Children go to school to learn, of course. But parents of children with alternative educational needs often ask:
“How will I know my child is learning and making progress?”
A parent’s guide to progress:
For most parents, there are two main areas that concern them about their child’s education:
- Is my child happy at school?
- Is my child making good progress at school?
The first of these questions is vital to get right.
- A happy child is more likely to make progress in their work. For most parents, it is easy to tell if their child is happy at school through discussion with their child and the class teacher. In recent IDP’s, it was pleasing to note that the vast majority of pupils at Unity College do enjoy school, and parents are quick to inform us of any concerns so that they can be dealt with quickly.
The second question is often harder for parents to answer.
- All pupils progress at different rates, and some children who have particular difficulties with learning may progress at a slower rate than their peers. The child’s IDP will break down the next steps in learning into achievable targets which will be worked on in school and shared with the parent and child. IDPs are reviewed regularly, with new targets added as a child makes progress in their learning.
But parents should not leave all the checking to school personnel. Parents need to be involved in making sure that their child is progressing. Parents can gain valuable insight into their son’s or daughter’s learning by carefully observing him or her at home and in the community. To get a complete picture of their child’s progress, parents need to consider information from several sources.
Parents can gather important information by observing their child in settings outside the classroom, such as at home, at the supermarket, in the playground, or at the mall. These observations may reveal progress in a child’s development, academic skills, social skills, or behavior. For example, parents may notice that their child can speak more clearly when ordering a meal in a restaurant, is more confident about reading a book, or can count change more quickly when purchasing an item in the supermarket. They may observe that their child has an easier time making friends or behaves more appropriately with his or her siblings. They may see that their child needs less help to complete homework assignments, takes less time to finish chores, or is able to stay focused for longer periods. Parents may find it helpful to keep track of this information by focusing on a few changes at a time. They can create a valuable record of progress by making a list of two or three areas in which they would like their child to improve and jotting down specific observations over a three-month period. This record can then be shared at teacher conferences or meetings to develop an IDP.
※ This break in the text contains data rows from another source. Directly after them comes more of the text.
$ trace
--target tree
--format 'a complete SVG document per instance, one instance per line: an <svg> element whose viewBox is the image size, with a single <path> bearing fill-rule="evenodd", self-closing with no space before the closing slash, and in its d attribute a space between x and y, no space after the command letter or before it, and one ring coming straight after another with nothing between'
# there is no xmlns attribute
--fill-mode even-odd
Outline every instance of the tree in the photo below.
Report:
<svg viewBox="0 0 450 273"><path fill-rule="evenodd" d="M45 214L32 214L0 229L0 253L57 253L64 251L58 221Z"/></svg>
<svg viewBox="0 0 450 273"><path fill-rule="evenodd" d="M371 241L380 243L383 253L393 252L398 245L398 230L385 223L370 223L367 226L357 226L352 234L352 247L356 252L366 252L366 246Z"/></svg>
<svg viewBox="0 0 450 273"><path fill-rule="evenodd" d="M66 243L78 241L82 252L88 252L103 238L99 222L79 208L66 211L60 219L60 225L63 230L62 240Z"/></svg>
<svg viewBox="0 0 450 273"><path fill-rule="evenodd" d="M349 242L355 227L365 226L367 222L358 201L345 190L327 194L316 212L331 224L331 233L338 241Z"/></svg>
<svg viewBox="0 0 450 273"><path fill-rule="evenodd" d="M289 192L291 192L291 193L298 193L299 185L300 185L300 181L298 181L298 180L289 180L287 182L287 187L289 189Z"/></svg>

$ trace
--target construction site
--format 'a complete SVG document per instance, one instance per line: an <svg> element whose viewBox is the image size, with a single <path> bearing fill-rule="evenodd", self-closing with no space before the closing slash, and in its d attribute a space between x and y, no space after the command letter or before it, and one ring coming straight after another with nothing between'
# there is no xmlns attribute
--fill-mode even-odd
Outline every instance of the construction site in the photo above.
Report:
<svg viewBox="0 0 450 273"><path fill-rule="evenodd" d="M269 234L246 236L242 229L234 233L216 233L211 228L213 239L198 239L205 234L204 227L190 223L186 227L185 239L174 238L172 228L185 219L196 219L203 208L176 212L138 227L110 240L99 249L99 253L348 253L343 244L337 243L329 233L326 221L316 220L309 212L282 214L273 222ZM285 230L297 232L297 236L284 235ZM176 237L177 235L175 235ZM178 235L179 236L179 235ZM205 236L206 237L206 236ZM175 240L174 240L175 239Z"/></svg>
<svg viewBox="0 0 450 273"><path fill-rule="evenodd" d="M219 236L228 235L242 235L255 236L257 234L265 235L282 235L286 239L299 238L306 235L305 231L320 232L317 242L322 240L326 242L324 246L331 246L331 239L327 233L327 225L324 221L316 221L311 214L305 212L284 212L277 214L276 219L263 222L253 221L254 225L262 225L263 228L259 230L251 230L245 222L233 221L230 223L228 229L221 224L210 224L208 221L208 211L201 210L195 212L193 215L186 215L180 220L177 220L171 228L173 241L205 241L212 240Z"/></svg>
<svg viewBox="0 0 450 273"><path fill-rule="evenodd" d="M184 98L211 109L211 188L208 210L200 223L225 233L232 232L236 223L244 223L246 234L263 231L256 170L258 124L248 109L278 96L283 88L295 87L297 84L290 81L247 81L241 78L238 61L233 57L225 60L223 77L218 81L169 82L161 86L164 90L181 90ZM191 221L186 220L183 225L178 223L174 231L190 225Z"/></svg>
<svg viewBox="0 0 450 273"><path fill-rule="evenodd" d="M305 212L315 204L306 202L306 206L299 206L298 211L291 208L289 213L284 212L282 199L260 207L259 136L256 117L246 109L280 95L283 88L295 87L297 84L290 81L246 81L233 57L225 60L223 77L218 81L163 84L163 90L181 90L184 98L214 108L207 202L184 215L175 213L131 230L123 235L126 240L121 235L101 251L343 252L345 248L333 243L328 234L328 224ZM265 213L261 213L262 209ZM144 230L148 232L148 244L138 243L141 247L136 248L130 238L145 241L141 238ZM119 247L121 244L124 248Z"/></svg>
Parents should talk to their child about school, as appropriate. They should ask about how things are going, what subjects are most enjoyable, how much time is spent on particular activities, and which assignments are easiest or most difficult. These types of conversations not only provide parents with useful information; they also help the child develop a critical skill – the ability to monitor his or her own progress. Probably one the most essential personal skills that make people successful is that ability to monitor personal progress.
So, there is no single test or measuring stick one can use to measure progress at school, it remains a science and art that must be regularly informed and updated by the school, the parents and the child.
Let’s join and walk fearlessly into the future.